The use of AI in robotic surgery is another exciting development. Robotic surgery systems, controlled by surgeons, offer enhanced precision, flexibility, and control during surgical procedures. AI can augment these systems by providing real-time guidance, assisting with complex maneuvers, and even automating certain aspects of the surgery. This can lead to less invasive procedures, faster recovery times, and improved surgical outcomes. The surgeon remains in charge, with AI as a powerful tool.
However, the implementation of AI in healthcare also raises important ethical and practical considerations. One of the key concerns is data privacy and security. Patient data is highly sensitive, and it is crucial to ensure that it is protected from unauthorized access and misuse. Strong data governance frameworks and robust security measures are essential. The stakes are very high.
Another concern is the potential for bias in AI algorithms. If AI systems are trained on biased data, they may perpetuate and even amplify existing health disparities. It is important to ensure that AI systems are trained on diverse and representative datasets and that they are regularly evaluated for bias. Fairness and equity must be priorities.
The "black box" nature of some AI algorithms, particularly deep neural networks, also raises concerns about transparency and accountability. It can be difficult to understand why an AI system makes a particular decision, which can be a challenge in healthcare, where decisions can have life-or-death consequences. Explainable AI (XAI) is an emerging field that aims to develop AI systems that are more transparent and interpretable.

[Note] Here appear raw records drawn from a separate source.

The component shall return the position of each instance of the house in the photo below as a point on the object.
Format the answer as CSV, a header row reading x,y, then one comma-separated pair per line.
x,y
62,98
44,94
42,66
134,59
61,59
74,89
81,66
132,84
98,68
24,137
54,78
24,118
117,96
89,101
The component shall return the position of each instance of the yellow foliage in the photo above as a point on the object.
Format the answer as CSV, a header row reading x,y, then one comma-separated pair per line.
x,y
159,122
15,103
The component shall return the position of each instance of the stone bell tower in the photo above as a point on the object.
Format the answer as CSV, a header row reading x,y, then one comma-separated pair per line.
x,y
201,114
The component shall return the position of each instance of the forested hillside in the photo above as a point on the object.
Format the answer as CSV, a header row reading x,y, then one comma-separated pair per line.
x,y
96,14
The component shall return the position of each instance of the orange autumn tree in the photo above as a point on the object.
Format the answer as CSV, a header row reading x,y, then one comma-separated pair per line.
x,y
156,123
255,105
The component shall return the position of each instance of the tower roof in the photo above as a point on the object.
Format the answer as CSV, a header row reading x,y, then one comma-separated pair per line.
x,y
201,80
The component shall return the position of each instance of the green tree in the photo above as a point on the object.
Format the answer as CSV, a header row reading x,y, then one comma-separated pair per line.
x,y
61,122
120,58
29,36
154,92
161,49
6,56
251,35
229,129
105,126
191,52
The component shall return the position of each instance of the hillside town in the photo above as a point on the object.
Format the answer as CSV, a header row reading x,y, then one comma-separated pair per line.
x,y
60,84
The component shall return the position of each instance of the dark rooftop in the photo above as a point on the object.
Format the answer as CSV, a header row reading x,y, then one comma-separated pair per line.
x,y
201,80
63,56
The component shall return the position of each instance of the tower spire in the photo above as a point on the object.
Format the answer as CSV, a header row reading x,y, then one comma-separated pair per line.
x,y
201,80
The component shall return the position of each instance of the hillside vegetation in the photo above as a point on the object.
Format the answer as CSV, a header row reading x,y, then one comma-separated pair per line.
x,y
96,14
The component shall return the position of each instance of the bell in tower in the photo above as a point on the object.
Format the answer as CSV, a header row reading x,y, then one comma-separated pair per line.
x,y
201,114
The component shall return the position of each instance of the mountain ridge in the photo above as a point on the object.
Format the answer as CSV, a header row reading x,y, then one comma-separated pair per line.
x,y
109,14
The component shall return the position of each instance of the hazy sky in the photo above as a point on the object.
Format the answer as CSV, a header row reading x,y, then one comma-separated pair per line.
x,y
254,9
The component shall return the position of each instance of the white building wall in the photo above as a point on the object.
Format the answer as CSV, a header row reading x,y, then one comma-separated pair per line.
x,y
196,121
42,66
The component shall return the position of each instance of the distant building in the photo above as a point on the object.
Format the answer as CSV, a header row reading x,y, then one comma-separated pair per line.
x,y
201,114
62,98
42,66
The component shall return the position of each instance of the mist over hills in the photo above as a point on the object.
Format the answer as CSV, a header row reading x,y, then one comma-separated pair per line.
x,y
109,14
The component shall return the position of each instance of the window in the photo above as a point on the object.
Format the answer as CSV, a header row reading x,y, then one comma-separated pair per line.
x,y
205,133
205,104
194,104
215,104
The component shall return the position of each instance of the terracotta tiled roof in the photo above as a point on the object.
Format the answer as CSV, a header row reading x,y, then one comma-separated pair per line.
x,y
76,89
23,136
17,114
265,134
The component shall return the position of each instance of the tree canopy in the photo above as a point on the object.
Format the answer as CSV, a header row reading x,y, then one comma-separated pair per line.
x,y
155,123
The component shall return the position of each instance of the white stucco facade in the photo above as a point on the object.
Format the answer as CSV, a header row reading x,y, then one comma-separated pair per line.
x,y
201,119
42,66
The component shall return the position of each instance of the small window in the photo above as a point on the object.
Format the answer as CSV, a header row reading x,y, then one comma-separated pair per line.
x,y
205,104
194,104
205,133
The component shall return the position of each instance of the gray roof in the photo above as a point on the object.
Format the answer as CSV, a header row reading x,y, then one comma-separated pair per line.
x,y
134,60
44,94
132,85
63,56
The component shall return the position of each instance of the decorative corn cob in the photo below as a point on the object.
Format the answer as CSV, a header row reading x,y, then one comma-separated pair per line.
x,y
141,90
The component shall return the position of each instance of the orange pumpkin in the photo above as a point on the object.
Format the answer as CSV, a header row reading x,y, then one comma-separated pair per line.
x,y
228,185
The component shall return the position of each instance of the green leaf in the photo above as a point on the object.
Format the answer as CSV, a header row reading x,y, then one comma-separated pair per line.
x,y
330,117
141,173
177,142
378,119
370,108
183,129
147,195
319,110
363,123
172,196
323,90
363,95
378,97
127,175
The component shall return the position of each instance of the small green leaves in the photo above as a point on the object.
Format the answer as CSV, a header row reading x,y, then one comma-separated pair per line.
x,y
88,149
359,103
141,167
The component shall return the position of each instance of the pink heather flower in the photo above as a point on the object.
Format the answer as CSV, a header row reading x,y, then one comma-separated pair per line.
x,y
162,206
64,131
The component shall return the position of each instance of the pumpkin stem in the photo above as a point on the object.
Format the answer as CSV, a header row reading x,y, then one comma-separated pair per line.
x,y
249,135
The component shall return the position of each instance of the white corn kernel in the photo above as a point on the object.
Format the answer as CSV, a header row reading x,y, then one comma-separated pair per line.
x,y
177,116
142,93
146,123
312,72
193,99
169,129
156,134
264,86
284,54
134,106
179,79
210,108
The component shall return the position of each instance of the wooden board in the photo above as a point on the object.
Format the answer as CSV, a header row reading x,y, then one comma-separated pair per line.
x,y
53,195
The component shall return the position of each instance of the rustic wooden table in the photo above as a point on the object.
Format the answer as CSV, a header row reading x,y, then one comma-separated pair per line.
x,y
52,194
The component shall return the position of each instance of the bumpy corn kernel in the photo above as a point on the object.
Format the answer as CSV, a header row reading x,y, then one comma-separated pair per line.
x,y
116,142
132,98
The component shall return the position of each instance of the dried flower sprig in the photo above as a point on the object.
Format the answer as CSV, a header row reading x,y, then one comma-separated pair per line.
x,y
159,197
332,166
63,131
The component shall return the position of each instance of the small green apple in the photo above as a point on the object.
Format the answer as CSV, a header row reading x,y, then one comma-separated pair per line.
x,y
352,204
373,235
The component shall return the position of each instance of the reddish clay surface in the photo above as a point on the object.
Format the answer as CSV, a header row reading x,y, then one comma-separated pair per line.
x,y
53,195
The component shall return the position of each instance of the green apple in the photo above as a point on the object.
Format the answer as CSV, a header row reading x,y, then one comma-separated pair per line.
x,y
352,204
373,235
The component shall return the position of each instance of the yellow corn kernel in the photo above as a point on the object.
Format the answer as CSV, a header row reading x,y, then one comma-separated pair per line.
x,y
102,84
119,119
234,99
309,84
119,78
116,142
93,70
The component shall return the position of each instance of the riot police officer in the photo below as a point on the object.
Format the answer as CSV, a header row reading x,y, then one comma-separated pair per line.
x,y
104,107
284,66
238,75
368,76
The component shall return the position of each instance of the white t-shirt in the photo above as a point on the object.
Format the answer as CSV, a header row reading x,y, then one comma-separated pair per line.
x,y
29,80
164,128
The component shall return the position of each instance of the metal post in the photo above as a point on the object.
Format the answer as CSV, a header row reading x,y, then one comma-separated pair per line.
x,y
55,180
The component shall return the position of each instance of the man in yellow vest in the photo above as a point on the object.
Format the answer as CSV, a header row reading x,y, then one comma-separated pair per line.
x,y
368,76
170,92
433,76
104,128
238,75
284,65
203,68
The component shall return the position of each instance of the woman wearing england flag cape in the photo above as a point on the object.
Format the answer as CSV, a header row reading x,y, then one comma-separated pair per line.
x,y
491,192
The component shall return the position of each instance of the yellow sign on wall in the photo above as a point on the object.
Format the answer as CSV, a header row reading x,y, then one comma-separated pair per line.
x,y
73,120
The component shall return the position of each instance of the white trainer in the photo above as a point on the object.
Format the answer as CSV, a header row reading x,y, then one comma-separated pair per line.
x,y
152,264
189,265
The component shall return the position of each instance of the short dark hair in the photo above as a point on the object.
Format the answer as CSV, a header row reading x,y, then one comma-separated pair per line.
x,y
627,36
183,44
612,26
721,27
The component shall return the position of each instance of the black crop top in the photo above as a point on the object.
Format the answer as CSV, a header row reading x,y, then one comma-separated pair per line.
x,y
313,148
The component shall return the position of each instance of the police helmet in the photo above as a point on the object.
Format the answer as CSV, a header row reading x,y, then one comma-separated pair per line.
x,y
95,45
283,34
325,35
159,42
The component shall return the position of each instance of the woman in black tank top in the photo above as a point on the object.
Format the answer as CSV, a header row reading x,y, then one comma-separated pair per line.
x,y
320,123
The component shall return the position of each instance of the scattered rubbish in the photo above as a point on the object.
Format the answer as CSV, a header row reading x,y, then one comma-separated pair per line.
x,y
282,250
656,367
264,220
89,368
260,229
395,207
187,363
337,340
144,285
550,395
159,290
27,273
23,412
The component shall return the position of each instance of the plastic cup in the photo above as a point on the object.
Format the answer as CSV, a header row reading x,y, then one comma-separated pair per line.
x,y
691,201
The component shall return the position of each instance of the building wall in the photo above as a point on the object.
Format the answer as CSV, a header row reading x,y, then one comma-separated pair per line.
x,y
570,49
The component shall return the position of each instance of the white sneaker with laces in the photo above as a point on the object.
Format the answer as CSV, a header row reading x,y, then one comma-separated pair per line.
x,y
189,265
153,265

The integration of AI into healthcare also requires careful consideration of the human element. It is important to ensure that healthcare professionals are properly trained to use AI tools and that they understand their limitations. AI should be seen as a tool to augment human capabilities, not to replace them. The human touch remains essential in healthcare.
Despite these challenges, the potential benefits of AI in healthcare are immense. AI has the power to transform healthcare, making it more accurate, personalized, efficient, and accessible. As AI technology continues to advance, it is likely to play an increasingly important role in improving the health and well-being of people around the world. It is a rapidly evolving field, with new breakthroughs happening all the time. It is not a panacea, but it is a powerful tool that can make a real difference. The future of healthcare is intertwined with the future of AI. The possibilities are both exciting and daunting.
This is a sample preview. The complete book contains 27 sections.